When Austrian-born Biographer Stefan Zweig committed suicide (together with his wife) in Brazil almost five years ago, he had been working on Balzac for a decade, referred to it as "the large Balzac" that was to become his magnum opus. Now published, his passionately sympathetic portrait of the prolific French novelist is clearly handicapped by the sudden death of its author.
As edited and somewhat rewritten by Zweig's friend Richard Friedenthal, it still exposes its incompleteness, especially in the sketchy final chapters. Balzac is the December choice of the Book-of-the-Month Club, which 13 years ago singled out Zweig's Marie Antoinette.
Zweig has two explanations for the vast productivity of the squat, ugly writer who became the acknowledged master of the 19th Century realistic novel. One was Balzac's feverish lust for power. "If the opportunity had offered, Balzac might equally well have become a businessman or a slave-dealer, a speculator in real estate or a banker. It was mere chance that directed his genius into the channel of literature. . . ."
Helens in Hecubas.

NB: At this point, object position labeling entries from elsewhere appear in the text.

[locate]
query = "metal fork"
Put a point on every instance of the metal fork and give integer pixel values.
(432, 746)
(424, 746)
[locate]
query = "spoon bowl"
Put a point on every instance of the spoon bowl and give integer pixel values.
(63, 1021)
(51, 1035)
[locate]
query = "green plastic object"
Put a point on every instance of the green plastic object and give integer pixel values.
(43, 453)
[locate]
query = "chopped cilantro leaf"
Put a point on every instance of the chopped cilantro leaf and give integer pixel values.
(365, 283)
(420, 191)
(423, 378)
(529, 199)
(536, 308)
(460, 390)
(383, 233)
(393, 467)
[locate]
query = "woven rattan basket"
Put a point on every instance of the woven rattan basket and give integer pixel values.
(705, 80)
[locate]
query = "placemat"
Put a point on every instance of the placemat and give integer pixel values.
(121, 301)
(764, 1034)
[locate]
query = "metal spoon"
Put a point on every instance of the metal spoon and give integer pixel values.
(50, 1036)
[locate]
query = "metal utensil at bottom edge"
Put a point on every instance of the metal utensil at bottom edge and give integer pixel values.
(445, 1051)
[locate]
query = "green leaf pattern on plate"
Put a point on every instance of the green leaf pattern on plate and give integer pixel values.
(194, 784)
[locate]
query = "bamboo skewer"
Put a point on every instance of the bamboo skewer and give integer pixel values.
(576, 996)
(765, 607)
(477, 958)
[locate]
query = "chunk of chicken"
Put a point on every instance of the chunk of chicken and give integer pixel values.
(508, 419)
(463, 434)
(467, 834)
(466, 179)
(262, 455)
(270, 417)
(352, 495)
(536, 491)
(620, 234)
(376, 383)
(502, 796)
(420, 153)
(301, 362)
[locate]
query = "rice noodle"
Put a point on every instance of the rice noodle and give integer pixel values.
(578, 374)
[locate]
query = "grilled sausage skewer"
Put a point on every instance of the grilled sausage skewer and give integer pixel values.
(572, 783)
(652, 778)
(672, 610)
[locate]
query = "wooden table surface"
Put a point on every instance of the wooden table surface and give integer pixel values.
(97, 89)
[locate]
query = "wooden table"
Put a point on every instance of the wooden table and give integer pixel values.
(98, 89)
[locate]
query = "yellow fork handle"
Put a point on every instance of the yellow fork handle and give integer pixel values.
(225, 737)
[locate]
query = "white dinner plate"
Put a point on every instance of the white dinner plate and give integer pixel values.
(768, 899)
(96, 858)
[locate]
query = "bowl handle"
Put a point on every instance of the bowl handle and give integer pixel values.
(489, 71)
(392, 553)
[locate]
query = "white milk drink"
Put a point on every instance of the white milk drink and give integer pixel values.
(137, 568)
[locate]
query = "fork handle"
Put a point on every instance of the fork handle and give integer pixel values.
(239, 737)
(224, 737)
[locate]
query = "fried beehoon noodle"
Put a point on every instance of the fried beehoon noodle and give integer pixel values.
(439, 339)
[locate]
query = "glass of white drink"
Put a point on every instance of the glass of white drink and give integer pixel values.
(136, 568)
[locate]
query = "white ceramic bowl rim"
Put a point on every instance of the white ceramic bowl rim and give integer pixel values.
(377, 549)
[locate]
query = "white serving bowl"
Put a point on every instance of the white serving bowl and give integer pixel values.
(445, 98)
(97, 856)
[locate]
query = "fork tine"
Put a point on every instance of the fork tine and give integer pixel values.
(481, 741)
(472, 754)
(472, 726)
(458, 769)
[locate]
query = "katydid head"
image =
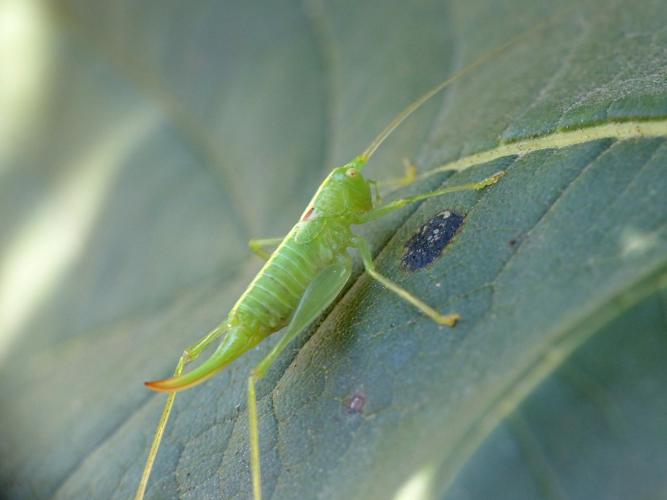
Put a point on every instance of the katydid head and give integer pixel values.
(344, 193)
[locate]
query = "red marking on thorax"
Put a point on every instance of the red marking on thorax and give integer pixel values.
(308, 213)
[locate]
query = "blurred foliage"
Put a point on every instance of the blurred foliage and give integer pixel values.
(142, 145)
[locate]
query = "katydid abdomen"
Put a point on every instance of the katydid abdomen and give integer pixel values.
(272, 297)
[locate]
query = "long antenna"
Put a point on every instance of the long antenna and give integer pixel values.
(365, 156)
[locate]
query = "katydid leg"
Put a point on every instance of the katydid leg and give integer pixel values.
(257, 246)
(320, 293)
(383, 210)
(189, 355)
(369, 265)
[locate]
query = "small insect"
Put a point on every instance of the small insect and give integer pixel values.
(304, 274)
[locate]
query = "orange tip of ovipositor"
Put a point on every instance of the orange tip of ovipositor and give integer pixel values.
(167, 385)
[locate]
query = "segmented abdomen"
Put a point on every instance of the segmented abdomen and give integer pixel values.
(275, 292)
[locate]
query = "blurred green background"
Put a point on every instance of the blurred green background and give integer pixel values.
(143, 143)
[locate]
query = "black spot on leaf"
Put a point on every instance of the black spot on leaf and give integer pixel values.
(355, 404)
(427, 244)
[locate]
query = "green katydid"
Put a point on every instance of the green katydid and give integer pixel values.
(304, 275)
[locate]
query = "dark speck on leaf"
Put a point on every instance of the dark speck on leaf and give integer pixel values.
(355, 404)
(427, 244)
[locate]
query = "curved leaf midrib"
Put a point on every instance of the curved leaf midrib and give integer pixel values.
(561, 343)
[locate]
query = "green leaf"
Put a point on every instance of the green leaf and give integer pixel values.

The second impulse that led Balzac to write the 90-odd novels of The Human Comedy, says Zweig, was his passion for women. In his early books, while still in his twenties, he had fiercely championed loveless ladies entering frustrated middle age, the married woman whose husband took her for granted and seldom into his arms. Women became his first devotees, wrote him letters by the thousands, frequently offered themselves to their indiscriminate advocate. Wrote Zweig: "This man could see a Helen in every woman, even in Hecuba, as soon as his will power came into play. He was inhibited by neither loss of youth, nor faded beauty, nor corpulence, nor any other female blemishes. . . . He loved any woman whom he wanted to love and took whatever he desired to take."
Yet on Zweig's own testimony, Balzac's load of debt from his business failures and love of high living seems to have driven him on to writing as much as women or the urge to power. The ill-mannered, unkempt son of a tight-fisted petit bourgeois, he was at heart a snob and a social climber who faked a claim to nobility. To keep up with the post-Napoleonic Joneses, Balzac sat at his table for twelve hours a day, years on end, turning out alternately tripe and masterpieces. Before he was 40 his fame was such that publishers bought and paid for his novels before they were written. But earlier, says Zweig, "there was no literary iniquity that he could not stomach. He was a harlot serving simultaneously two or three literary pimps.
Even when his Chouans and La Peau de Chagrin made him an outstanding figure in French literature, he continued--like a married woman secretly visiting a maison de rendezvous to earn some pin-money--to frequent his former low haunts and degrade the famous Honore de Balzac to the status of a cheap hack. . . ." In fact, Zweig does a better job of explaining the hack in Balzac than he does in explaining his greatness.
Balzac's hunger for money and social status finally led him to marry one of his admiring correspondents, Madame Eve de Hanska, a wealthy noblewoman from the Ukraine. She gave him the position he had scrambled for all his life, but he died only five months after their marriage. Balzac's 17-year courtship was the most violent chapter in the fantastically turbulent novel that was his own life. Readers will wish that Stefan Zweig had kept himself alive long enough to have finished the proper telling of it.